Glorious is a fairly short feature but that it gets that far is pretty impressive since it often seems to have the scale of a short film that would probably top out at 15 minutes. Instead, it keeps going, and going, and while a lot of movies like this would probably wear out their welcome fairly quickly, this one gets viewers to settle in and enjoy - it's well enough done that one is happy to stick around for the blood and claustrophobia until director Rebekah McKendry is ready to let them go.

It opens with Wes (Ryan Kwanten) awakening from a nightmare in his car and calling ex-girlfriend Brenda (Sylvia Grace Crim) again before walking around the rest stop he's arrived at. Answering the call of nature, he's greeted by a voice from the next stall (J.K. Simmons), and while he's not really one to talk while he does his business, something is very strange - the weird drawing of a monster on the stall's wall has a hole in the center, but it seems like a black void rather than offering a clear view of the other person. Well, the other being; Wes is sharing a men's room with "Ghatanovawa", a very lonely, very old god. And he cannot leave until he does something for Ghat - something which will have dire consequences for the entire universe if he doesn't.

This is functionally a one-man show, by and large - Ryan Kwanten has a couple scenes with other people, mostly in flashbacks or before he goes into the restroom, but for most of the movie it's him and a disembodied voice, and it's a funny performance, full of annoyance, fear, and anger, the self-loathing that the audience saw a bit of early on sneaking in, and maybe it's more compelling because there's a hint of something else that the audience doesn't quite grasp until the end and/or a second watch. It's also good physical comedy, not usually broad slapstick but very much someone who doesn't know how to react and sort of foals around, slipping up.

J.K. Simmons is doing the opposite, of course, giving a vocal performance that is utterly sincere and level, almost soothing when he doesn't have to be stem, even when talking about the secret mythology of the Universe and other such absurd things.

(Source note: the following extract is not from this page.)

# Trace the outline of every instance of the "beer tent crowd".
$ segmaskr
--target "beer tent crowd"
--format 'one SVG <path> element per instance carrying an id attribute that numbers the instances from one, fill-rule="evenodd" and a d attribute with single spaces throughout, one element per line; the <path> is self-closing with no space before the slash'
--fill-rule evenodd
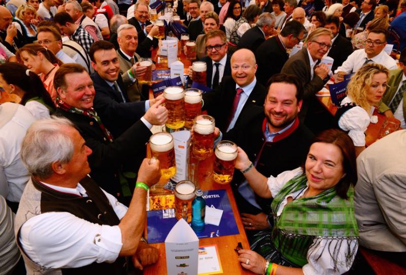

On the other hand, he makes Ghat have a bit of a sense of wonder about the more mundane human things. He pushed and pulls at how weird and scary the whole situation is like a pro.

And it's plenty weird; the setting may not seem to afford the filmmakers a lot of room to play, but they find ways: There's graffiti that seems to get a little creeper with each glance, as Ghat's claims become more likely, quick glances at his gruesome true firm, bits of effects and neat staging when he tries to escape, and lots of wet gore when he goes too far. And considering the obvious Lovecraft influence, there's plenty of time to get cosmic as well.

Eventually, it's time to wrap, and maybe the film isn't quite as strong at that point - the ultimate mechanism feels a bit arbitrary and an element or two feel like they could have been made a little more explicit. Still, the film does ultimately earn its finale, building something impressive out of what could have been a short gag film.